Signe de la défiance, la livre turque a reculé en un an de 22,5% face à l’euro, la principale devise des échanges extérieurs du pays. C’est le recul le plus marqué d’une monnaie émergente.
Cette baisse est accentuée par la crainte du pays face à l’inondation de «hot money», ou fonds investis à très court terme. Abondants lors des phases de croissance, ces fonds fuient à la première alerte. Or, le pays a fragilisé sa situation financière.
Une partie de la spectaculaire hausse des prêts – 35% ces dernières années – accordés par les banques aux entreprises et aux particuliers dans le pays a été financée en devises sur des durées brèves.
Pour freiner cet afflux de fonds très volatils, la banque centrale a abaissé ses taux d’intérêt à un plancher historique, 5,75%, afin de rendre les placements dans le pays moins attractifs. Elle pourrait les abaisser encore.
Conséquence redoutée: stimuler encore une inflation déjà en hausse. Certes, à 6,6%, elle est dans la moyenne des dix dernières années. Mais le pays n’a pas envie de revivre les dérapages du passé, lorsque le renchérissement avait dépassé 70% au début de 2002.
Comme au Brésil, les marchés financiers soupçonnent la Banque centrale de manquer d’autonomie face au gouvernement. «Pour des raisons idéologiques, les islamistes au pouvoir aimeraient abaisser encore les taux d’intérêt», estime Vedat Kirisçi.
Une crise en Turquie n’affecterait pas seulement l’une des économies les plus dynamiques de l’espace méditerranéen et l’un des principaux fournisseurs de l’Europe en biens manufacturés. Elle mettrait aussi en péril la qualité du modèle que le pays cherche à donner au monde arabe en pleine révolution.
Tiendra-t-il ses promesses? «Cela dépendra de ses banques. Mais elles sont très saines et tournées vers le marché intérieur, plus sûr», assure Agnès Arlandis.
L’Inde en surchauffe. Si le Brésil et la Turquie doivent mettre en danger leur stabilité économique intérieure pour tenter d’ap porter une réponse à la crise du crédit, l’Inde fait exactement l’inverse. Elle tente toujours de calmer une économie «encore en surchauffe», comme la qualifie l’économiste de HSBC.

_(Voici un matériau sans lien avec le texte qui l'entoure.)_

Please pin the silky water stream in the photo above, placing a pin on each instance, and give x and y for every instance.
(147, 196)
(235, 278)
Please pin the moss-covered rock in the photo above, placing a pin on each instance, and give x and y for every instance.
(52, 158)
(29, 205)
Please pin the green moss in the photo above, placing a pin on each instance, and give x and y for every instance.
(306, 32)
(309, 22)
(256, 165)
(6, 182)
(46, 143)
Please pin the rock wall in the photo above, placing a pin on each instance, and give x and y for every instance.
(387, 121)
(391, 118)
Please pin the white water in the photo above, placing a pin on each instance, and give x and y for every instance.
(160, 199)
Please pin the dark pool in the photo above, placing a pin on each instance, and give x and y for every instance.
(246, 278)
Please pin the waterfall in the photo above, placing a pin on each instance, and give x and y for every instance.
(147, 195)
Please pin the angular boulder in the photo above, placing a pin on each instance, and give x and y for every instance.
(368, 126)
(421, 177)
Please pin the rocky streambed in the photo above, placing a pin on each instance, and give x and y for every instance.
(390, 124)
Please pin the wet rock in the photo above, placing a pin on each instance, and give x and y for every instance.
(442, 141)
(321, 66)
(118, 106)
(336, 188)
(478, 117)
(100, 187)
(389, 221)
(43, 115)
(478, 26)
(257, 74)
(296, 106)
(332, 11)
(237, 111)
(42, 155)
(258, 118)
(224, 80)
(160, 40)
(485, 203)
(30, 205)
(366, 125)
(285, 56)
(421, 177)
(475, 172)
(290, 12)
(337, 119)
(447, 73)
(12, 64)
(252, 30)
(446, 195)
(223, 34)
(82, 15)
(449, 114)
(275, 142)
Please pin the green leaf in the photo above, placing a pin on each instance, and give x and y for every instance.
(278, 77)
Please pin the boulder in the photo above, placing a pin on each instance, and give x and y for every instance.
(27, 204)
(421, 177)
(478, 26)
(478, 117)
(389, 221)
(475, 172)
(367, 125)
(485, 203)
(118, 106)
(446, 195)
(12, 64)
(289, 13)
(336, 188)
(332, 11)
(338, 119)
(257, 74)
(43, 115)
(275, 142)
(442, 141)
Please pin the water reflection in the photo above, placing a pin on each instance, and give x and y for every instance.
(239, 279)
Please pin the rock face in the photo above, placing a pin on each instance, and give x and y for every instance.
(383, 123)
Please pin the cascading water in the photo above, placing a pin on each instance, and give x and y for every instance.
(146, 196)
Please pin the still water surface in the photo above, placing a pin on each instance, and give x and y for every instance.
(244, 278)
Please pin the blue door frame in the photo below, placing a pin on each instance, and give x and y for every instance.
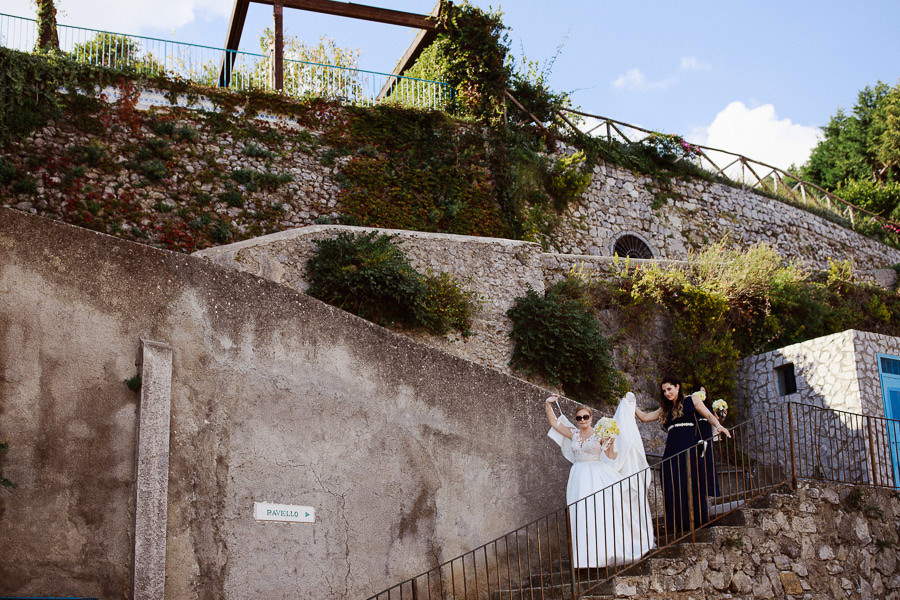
(889, 370)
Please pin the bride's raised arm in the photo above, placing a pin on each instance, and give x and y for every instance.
(551, 417)
(646, 417)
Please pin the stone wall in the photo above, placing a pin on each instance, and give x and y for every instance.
(620, 202)
(275, 397)
(198, 170)
(823, 541)
(838, 372)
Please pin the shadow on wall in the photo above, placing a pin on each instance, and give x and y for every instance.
(409, 455)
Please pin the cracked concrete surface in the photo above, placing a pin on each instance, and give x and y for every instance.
(410, 456)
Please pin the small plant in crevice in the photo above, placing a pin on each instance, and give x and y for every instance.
(134, 382)
(369, 275)
(734, 542)
(232, 197)
(221, 232)
(254, 151)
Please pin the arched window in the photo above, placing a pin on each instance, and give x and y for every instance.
(632, 246)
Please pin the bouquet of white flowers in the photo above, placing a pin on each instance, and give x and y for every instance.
(607, 427)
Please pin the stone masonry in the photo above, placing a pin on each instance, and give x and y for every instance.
(822, 541)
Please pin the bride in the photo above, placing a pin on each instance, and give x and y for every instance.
(609, 516)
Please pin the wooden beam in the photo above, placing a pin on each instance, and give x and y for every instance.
(278, 55)
(359, 11)
(423, 39)
(232, 40)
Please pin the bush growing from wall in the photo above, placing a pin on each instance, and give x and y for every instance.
(369, 275)
(558, 338)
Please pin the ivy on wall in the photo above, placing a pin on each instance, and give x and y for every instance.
(722, 305)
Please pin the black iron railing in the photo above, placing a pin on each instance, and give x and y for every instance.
(575, 550)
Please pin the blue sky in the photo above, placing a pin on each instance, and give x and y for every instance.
(753, 77)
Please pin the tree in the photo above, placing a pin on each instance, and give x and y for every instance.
(324, 69)
(862, 146)
(886, 129)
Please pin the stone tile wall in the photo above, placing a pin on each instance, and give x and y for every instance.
(837, 372)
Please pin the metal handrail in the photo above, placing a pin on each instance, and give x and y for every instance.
(249, 71)
(767, 452)
(803, 192)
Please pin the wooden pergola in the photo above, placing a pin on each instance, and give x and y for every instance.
(425, 23)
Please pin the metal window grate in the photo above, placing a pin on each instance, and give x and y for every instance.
(891, 366)
(631, 246)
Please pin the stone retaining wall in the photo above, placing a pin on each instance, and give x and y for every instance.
(838, 372)
(823, 541)
(619, 202)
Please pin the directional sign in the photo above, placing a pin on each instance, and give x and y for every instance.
(266, 511)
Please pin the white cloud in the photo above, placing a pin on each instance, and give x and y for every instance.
(132, 16)
(633, 79)
(759, 134)
(691, 63)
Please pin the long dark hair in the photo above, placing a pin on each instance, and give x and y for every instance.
(667, 408)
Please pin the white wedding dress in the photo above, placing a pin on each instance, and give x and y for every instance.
(609, 516)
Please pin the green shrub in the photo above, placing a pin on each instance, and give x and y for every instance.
(446, 305)
(154, 170)
(252, 180)
(221, 232)
(232, 197)
(254, 151)
(557, 337)
(368, 275)
(90, 154)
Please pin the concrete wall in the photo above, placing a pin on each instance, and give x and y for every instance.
(409, 455)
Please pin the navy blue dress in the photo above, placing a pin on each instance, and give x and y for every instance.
(681, 443)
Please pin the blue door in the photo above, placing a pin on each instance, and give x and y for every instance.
(889, 367)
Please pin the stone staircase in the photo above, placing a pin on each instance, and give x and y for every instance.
(678, 572)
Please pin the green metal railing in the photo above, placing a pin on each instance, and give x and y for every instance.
(246, 71)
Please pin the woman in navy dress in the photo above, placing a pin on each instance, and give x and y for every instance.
(708, 461)
(678, 415)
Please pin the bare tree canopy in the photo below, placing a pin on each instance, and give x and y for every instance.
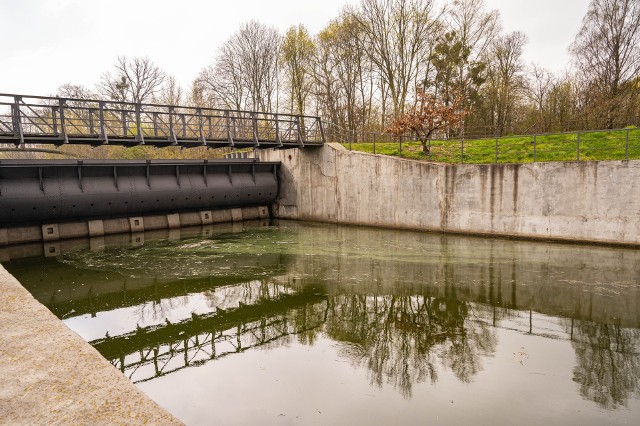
(397, 36)
(429, 116)
(244, 75)
(132, 80)
(607, 51)
(298, 50)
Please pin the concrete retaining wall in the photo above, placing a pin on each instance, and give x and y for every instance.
(596, 201)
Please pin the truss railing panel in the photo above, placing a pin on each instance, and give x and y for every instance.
(58, 121)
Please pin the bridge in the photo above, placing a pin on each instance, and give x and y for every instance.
(44, 192)
(26, 119)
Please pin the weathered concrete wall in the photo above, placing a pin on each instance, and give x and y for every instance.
(51, 376)
(595, 201)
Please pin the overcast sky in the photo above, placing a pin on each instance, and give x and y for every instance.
(47, 43)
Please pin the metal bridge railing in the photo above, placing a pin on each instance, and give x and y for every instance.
(58, 121)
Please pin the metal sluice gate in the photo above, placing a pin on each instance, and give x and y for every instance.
(34, 192)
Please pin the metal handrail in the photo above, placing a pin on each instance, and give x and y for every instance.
(42, 119)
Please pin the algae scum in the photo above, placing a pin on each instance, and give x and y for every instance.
(316, 324)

Le moyen retenu est radical: un doublement des taux d’intérêt, passés de 3% en janvier 2010 à 7% aujourd’hui. Aucun autre pays ne s’est montré récemment aussi déterminé à renchérir le crédit.
Ce choix range la patrie de Gandhi dans le peloton des pays émergents. Pour eux, l’accès au crédit, devenu si délicat en Europe et aux Etats-Unis, n’est pas rendu plus difficile. Ils ne sont pas inondés non plus de fonds spéculatifs à même de les déstabiliser rapidement.
«Dans leur cas, le principal défi, c’est de pouvoir maintenir leur croissance économique», soutient Agnès Arlandis. Et faute de commandes en suffisance de la part de pays développés mais endettés, ils doivent s’orienter vers leurs marchés intérieurs. D’où la nécessité d’augmenter le pouvoir d’achat de leurs résidents, qui ne peut se faire que par une croissance soutenue.
Encore faut-il, dans le cas de l’Inde, que le secteur bancaire ne se laisse pas aller à accorder des prêts à n’importe qui à n’importe quelles conditions. Or, «de nombreuses questions se posent sur la qualité des crédits accordés, notamment pour financer des projets d’infrastructure discutables. Cela pourrait provoquer une cassure du système», avertit Yves Kuhn.
Même les pays émergents les plus solides et les plus dynamiques en apparence ne sont pas totalement immunisés face aux risques de la crise de la dette.